O sea, que es de la propia prueba que examina la censura de donde resulta la discontinuidad y falta de periodicidad de los pagos, pues de la misma relación del recurrente se tiene que no recibió pagos en los meses de febrero, abril, julio, septiembre, octubre y noviembre, y en cambio en el mes de agosto fueron tres y en diciembre dos los pagos que se le hicieron.

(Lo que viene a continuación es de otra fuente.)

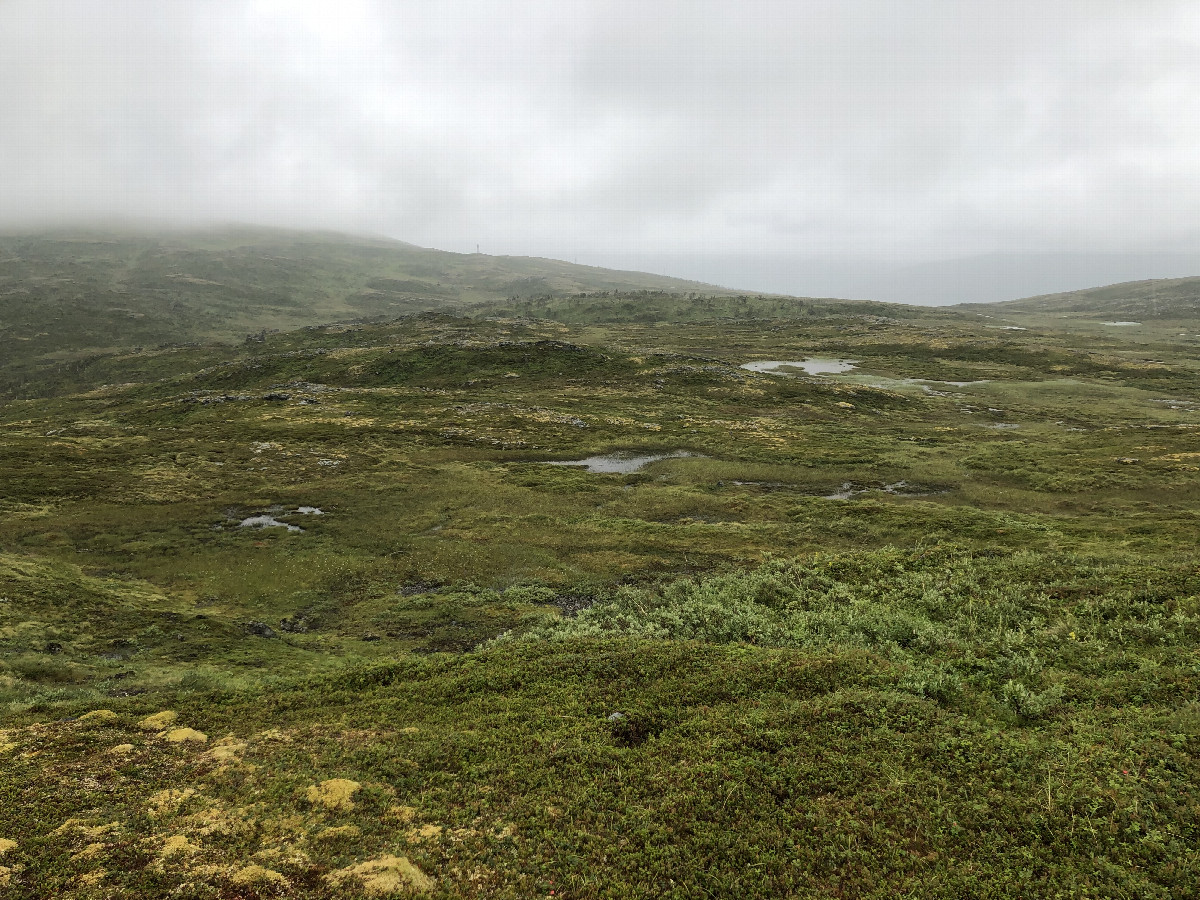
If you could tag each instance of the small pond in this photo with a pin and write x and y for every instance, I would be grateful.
(811, 365)
(621, 463)
(267, 522)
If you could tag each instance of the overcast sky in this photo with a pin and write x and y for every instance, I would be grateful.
(907, 127)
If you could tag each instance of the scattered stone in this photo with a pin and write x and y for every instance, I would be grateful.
(177, 844)
(89, 852)
(294, 625)
(258, 629)
(168, 801)
(179, 736)
(339, 833)
(415, 835)
(256, 875)
(159, 720)
(384, 875)
(228, 749)
(334, 793)
(99, 717)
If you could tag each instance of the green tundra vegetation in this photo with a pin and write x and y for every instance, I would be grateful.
(313, 615)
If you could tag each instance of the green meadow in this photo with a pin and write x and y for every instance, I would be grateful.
(310, 613)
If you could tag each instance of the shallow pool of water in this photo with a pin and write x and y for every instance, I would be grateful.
(811, 365)
(621, 463)
(267, 522)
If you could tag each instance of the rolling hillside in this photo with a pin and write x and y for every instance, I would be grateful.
(1157, 299)
(70, 293)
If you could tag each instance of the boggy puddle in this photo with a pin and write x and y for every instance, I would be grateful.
(810, 365)
(622, 462)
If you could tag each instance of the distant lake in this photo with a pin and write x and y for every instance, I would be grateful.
(811, 365)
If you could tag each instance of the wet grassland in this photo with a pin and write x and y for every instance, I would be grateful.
(313, 617)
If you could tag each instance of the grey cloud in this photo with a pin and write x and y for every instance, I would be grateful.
(924, 127)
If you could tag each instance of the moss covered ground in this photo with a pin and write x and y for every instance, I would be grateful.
(930, 628)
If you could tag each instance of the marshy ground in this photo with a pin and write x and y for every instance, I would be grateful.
(928, 627)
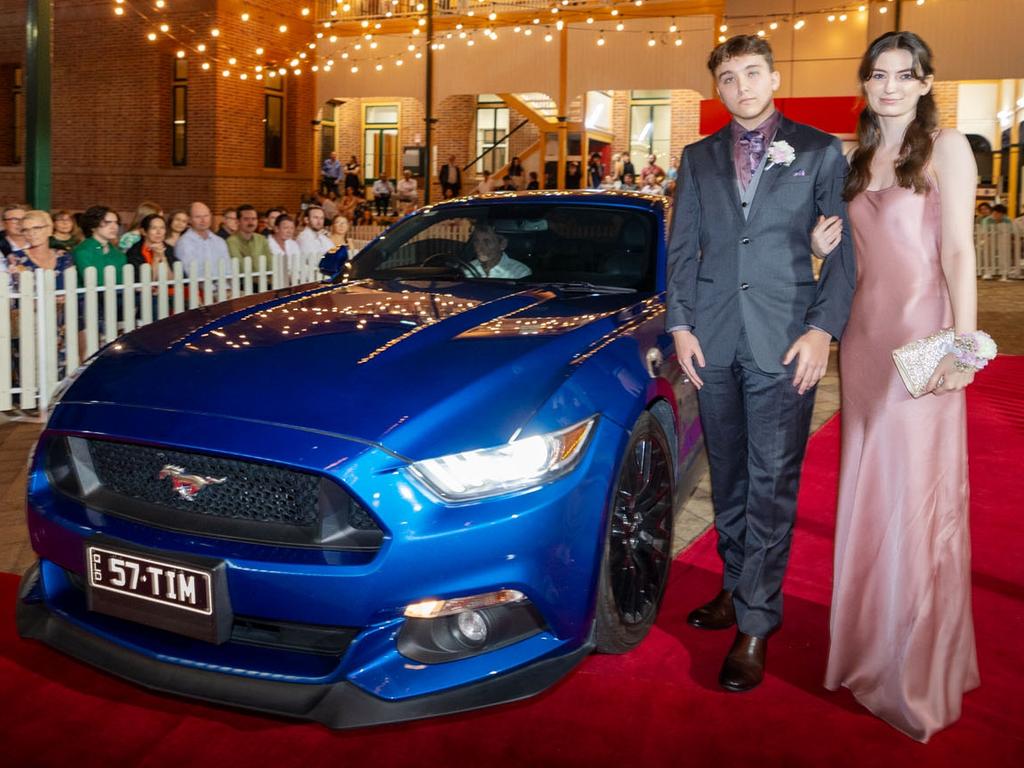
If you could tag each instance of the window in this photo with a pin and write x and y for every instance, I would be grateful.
(179, 114)
(273, 121)
(599, 111)
(380, 141)
(329, 131)
(492, 133)
(650, 126)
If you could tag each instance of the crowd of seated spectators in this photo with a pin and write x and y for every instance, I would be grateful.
(97, 237)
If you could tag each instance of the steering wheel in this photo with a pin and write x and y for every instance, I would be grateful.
(451, 260)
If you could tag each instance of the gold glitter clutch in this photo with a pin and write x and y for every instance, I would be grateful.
(916, 360)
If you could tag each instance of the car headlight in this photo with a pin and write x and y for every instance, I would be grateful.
(520, 464)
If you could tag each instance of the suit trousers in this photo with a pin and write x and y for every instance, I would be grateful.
(756, 427)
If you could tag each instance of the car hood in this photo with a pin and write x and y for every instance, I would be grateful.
(420, 368)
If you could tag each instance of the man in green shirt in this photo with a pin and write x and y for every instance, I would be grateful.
(99, 249)
(247, 242)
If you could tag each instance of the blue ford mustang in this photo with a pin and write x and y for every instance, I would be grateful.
(433, 482)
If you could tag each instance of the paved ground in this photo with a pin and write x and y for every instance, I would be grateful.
(1000, 312)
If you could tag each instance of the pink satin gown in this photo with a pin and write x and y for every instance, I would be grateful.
(902, 636)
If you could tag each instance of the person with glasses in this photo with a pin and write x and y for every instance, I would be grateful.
(99, 249)
(12, 241)
(39, 254)
(67, 233)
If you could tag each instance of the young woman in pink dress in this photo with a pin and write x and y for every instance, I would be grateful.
(902, 636)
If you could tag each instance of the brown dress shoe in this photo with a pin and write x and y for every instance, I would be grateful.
(744, 665)
(718, 614)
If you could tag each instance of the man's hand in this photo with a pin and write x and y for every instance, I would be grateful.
(688, 350)
(811, 351)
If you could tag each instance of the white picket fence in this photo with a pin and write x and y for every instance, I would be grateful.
(1000, 251)
(45, 333)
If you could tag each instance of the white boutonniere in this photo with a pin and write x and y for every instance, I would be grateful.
(779, 153)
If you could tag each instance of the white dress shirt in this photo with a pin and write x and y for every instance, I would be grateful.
(195, 252)
(313, 244)
(506, 267)
(289, 256)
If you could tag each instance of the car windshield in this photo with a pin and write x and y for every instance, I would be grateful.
(531, 243)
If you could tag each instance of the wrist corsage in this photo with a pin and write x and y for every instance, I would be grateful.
(973, 350)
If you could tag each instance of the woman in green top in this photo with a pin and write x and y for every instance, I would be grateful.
(99, 249)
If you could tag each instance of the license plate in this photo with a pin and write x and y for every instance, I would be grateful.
(173, 596)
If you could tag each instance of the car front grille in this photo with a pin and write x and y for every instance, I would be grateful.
(237, 489)
(211, 495)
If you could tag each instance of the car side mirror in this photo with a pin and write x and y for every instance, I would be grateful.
(333, 262)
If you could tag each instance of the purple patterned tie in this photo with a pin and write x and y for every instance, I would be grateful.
(754, 144)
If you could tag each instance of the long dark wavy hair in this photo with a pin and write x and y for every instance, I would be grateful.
(916, 148)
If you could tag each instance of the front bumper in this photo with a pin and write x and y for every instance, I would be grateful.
(339, 705)
(546, 544)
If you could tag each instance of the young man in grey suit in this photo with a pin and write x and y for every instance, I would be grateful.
(752, 329)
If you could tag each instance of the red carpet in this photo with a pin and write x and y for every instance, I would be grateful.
(658, 706)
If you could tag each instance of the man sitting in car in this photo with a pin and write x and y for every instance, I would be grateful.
(492, 261)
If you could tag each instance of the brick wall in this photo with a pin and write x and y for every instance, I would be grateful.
(112, 108)
(946, 97)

Por eso no puede tacharse de evidentemente contrario a lo que de las pruebas resulta la inferencia del Tribunal de no haber sido "continuos" sino "esporádicos" los pagos entre 1972 y 1979. 4) La comunicación del 26 de enero de 1984 corrobora la inferencia del fallador, según la cual hubo un solo contrato de trabajo entre las partes que se ejecutó entre el 1º de febrero de 1979 y el 18 de enero de 1989, pues ocurre que en esta "comunicación" se registra el hecho de que el doctor Llanos Munive el día 30 de enero de 1984 cumplió cinco años de servicios, quinquenio que lo hizo acreedor "a la bonificación que se tiene establecida para estos casos", conforme las textuales palabras de la carta.
Si se toma la fecha del 30 de enero de 1984 y se cuentan hacia atrás cinco años, resulta entonces que el contrato se inició el 1º de febrero de 1979. 5) En cuanto a la "reclamación de febrero 20 de 1989" (folio 10) únicamente probaría que ese día el doctor Rafael Llanos Munive hizo un reclamo sobre la fecha en que se inició su vinculación con el Banco Popular; pero jamás serviría esta prueba, proveniente del propio actor, para establecer el fundamento de su reclamación. 6) Los "testimonios de folios 258" no los puede examinar la Corte por razón de la restricción que al efecto trae el artículo 7º de la Ley 16 de 1969.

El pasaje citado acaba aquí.